Thanks, Micah, for your thoughtful response.  We'll give it a try and let you know how it goes.

-- Cindy

On Tue, Jul 28, 2020 at 10:20 PM Micah Kornfield <emkornfield@gmail.com> wrote:
Hi Cindy,
I haven't tried this but the best guidance I can give is the following:
1.   Create an appropriate decoder using Avro's DecoderFactory [1]
2.  Construct an arrow adapter with a schema and the decoder.  There are some examples in the unit tests [2].
3.  Adapt the method described by Uwe describes in his blog-post about JDBC [3] to using the adapter.  From there I think you can use the tensorflow APIs (sorry I've not used them but my understanding is TF only has python APIs?)

If number 3 doesn't work for you due to environment constraints, you could write out an Arrow file using the file writer [4] and try to see if examples listed in [5] help. 

 ne thing to note is, I believe the Avro adapter library currently has an impedance mismatch with the ArrowFileWriter.  The Adapter returns an new VectorStreamRoot per batch, and the Writer libraries are designed around loading/unloading a single VectorSchemaRoot.  I think the method with the least overhead for transferring is the data is to create a VectorUnloader [6] per VectorSchemaRoot, convert it to a record batch and then load it into the Writer's VectorSchemaRoot.  This will unfortunately cause some amount of memory churn due to extra allocations.

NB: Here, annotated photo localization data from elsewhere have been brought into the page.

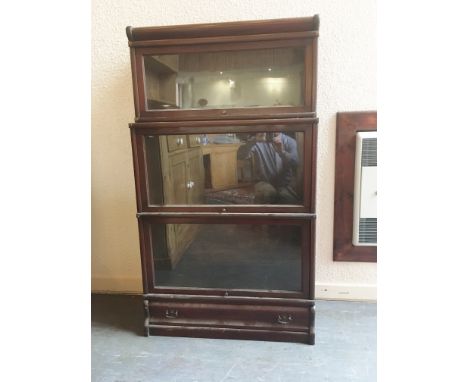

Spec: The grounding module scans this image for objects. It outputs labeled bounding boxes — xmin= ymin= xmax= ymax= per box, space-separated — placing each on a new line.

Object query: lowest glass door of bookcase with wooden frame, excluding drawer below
xmin=140 ymin=216 xmax=313 ymax=292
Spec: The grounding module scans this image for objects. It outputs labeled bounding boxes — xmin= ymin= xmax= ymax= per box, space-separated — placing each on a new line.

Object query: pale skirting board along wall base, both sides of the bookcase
xmin=91 ymin=277 xmax=377 ymax=301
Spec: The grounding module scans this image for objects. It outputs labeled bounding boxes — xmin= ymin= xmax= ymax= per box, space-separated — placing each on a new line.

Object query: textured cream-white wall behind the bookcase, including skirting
xmin=92 ymin=0 xmax=377 ymax=299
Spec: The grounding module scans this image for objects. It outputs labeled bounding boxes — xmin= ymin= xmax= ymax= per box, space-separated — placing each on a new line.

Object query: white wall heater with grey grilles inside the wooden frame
xmin=353 ymin=131 xmax=377 ymax=246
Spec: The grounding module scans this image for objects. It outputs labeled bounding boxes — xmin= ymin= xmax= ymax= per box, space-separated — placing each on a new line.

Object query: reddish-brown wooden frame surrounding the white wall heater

There is a short overview of working with Arrow generally available at [7]

Hope this helps,
Micah

[1] https://avro.apache.org/docs/1.10.0/api/java/org/apache/avro/io/DecoderFactory.html
[2] https://github.com/apache/arrow/blob/master/java/adapter/avro/src/test/java/org/apache/arrow/AvroToArrowIteratorTest.java#L77
[3] https://uwekorn.com/2019/11/17/fast-jdbc-access-in-python-using-pyarrow-jvm.html
[4]  https://github.com/apache/arrow/blob/fe541e8fad2e6d7d5532e715f5287292c515d93b/java/vector/src/main/java/org/apache/arrow/vector/ipc/ArrowFileWriter.java
[5] https://blog.tensorflow.org/2019/08/tensorflow-with-apache-arrow-datasets.html
[6] https://github.com/apache/arrow/blob/master/java/vector/src/main/java/org/apache/arrow/vector/VectorUnloader.java
[7] https://arrow.apache.org/docs/java/

On Tue, Jul 28, 2020 at 9:06 AM Cindy McMullen <cmcmullen@twitter.com> wrote:
Hi -

I've got a byte[] of serialized Avro, along w/ the Avro Schema (*.avsc file or SpecificRecord Java class) that I'd like to send to TensorFlow as input tensors, preferably via Arrow.  Can you suggest some existing adapters or code patterns (Java or Scala) that I can use?  

Thanks -

-- Cindy